Il polipropilene atattico presenta una struttura che lo rende di aspetto gommoso e appiccicoso. Scartato in un primo tempo, successivamente venne utilizzato per rendere più stabile il manto d’asfalto stradale e, date le sue caratteristiche antisdrucciolo, nella posa delle moquette.

Nel 1957 la Montecatini (la principale industria chimica italiana che nel 1966 incorporò la società elettrica Edison, divenendo l’attuale Montedison) iniziò la produzione industriale del polipropilene che venne commercializzato con il nome di Moplen (da Montecatini polipropilene) e trovò applicazione nell’industria automobilistica, chimica, degli elettrodomestici, dei giocattoli, ma soprattutto dei contenitori di uso casalingo di varie forme e dimensioni. Contemporaneamente il prodotto trovava notevole impiego nella produzione di fibre tessili con il nome di Meraklon e di pellicole per imballaggi con il nome di Moplefan.

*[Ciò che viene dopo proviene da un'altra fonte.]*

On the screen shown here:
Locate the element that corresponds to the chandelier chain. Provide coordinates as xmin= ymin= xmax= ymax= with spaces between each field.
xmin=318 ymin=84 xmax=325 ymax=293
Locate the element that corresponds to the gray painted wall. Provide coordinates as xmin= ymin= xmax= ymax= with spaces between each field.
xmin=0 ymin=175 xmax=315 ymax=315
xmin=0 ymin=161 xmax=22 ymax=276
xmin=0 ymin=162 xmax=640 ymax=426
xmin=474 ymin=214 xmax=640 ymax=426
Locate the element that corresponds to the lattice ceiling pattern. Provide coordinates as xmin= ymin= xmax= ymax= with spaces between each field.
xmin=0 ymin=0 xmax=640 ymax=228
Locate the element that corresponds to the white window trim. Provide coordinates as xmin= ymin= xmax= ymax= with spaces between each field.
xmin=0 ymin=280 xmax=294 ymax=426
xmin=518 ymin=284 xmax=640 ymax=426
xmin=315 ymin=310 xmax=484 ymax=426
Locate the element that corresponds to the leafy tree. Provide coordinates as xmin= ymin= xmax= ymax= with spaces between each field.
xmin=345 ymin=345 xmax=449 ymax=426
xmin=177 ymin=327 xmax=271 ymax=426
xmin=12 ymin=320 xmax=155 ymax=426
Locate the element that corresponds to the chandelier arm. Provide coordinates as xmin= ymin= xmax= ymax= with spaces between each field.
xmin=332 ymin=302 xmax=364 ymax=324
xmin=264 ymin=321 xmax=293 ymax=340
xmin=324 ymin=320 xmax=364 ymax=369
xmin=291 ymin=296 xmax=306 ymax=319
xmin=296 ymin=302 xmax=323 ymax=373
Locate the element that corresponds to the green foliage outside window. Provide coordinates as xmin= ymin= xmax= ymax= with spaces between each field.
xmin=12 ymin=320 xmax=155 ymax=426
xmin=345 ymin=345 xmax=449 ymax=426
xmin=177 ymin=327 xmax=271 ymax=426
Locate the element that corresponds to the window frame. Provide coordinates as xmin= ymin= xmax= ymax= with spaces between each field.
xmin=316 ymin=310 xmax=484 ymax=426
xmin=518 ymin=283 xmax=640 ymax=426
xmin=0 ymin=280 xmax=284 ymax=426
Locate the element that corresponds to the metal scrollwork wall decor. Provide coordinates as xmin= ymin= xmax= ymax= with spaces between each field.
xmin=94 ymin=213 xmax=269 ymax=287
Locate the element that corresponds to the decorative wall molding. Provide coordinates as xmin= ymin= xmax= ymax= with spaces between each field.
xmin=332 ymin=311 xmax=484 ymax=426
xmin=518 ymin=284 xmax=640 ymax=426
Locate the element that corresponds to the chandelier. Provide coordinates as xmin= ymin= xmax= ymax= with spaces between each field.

L’importanza pratica delle scoperte di Natta non fu inferiore all’interesse scientifico in quanto aprì la strada allo studio della stereochimica macromolecolare, che avrebbe condotto alla scoperta di altri tipi di ordine dei polimeri di cui la disposizione ordinata delle catene del polipropilene è solo un caso. Variando poi il numero e il tipo dei monomeri e con l’aiuto della diffrazione dei raggi X, di cui il Natta era stato il promotore, vennero scoperti altri tipi, anche complessi, di ordinamento sterico.

Data la migliore conoscenza del rapporto fra struttura molecolare e caratteristiche delle macromolecole, sono stati realizzati nuovi materiali adatti alle condizioni più estreme: le cosiddette materie plastiche da ingegneria. Esse si basano generalmente su monomeri che contengono anelli di benzene, ma che spesso contengono anche altri elementi quali ossigeno e zolfo.

Una delle materie plastiche più conosciute è il polivinilcloruro, più noto con la sigla PVC. Il suo monomero, il cloruro di vinile, è simile all’etilene nel quale un atomo di idrogeno è sostituito da un atomo di cloro (CH2=CHCl). L’atomo di cloro è più grosso di quello di idrogeno ed equivale al metile presente nel propilene. Tuttavia, dato che il cloro è chimicamente differente dal gruppo metilico, il polimero risultante presenta caratteristiche diverse da quelle del polipropilene.

Il PVC presenta una buona stabilità chimica, ma si decompone per effetto della luce e del calore per cui, durante la produzione, si devono aggiungere stabilizzanti termici e della luce. Per renderlo più lavorabile si aggiungono inoltre riempitivi come caolino e talco, lubrificanti e plastificanti. Il PVC rigido si impiega per fabbricare tubi, valvole, dischi, giocattoli e numerosi oggetti casalinghi. Il PVC flessibile si usa invece per preparare nastri adesivi, bottiglie, mastici, suole per scarpe ed altri prodotti. A proposito di bottiglie di plastica è interessante ricordare che all’inizio potevano essere stampate solo con estremità arrotondate alle quali si dovevano incollare delle basi di colore nero. Recentemente sono stati ideati metodi di stampaggio di basi quasi piatte e resistenti alle pressioni generate dalle bevande gassate.